As it turns out, you are being banished to a desolate body of land surrounded on all sides by a seemingly infinite body of water. The conditions are grim. Your diet will be restricted to a humble variety of fruits and nuts. Actually that sounds kind of nice. Your diet will be restricted to the regurgitated matter of komodo dragons, with the occasional banana. Not ripe. For beverages, urine spritzers abound. In order to keep yourself busy, you will invent games to play, such as Count the Leeches, and Identify That Wound (a classic). But one luxury has been granted to you. No, you can't bring a Razr Scooter!
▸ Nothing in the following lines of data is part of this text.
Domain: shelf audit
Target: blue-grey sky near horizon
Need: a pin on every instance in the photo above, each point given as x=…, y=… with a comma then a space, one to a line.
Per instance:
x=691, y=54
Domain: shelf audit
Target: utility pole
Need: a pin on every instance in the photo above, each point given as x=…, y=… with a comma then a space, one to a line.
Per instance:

But you can bring five CD's, which can be played in the stereo you find buried under that pile of stinky conch shells! Things are looking up!
Ahhhh, decisions to be made. Only five!? Yes, selfish. Five's the limit. Alright, well here's what I'm bringing:
Michael Jackson - Thriller (Cause you know imma be dancin, son.)
Nine Inch Nails - The Downward Spiral (I'll always be a sucker for these fellas.)
50 Cent - Gent Rich or Die Tryin' (Which hip hop album to bring was probably the toughest decision I had to make. I'm still a bit on the fence. I like the party feel of Get Rich but feel rather morose about not picking Life After Death by Biggie. Hmm...)
Radiohead - Amnesiac (Duh.)
The White Stripes - Elephant (I won't be letting my dire situation stop me from playing air guitar.)
Alright, folks. Let's hear it. What are you bringing?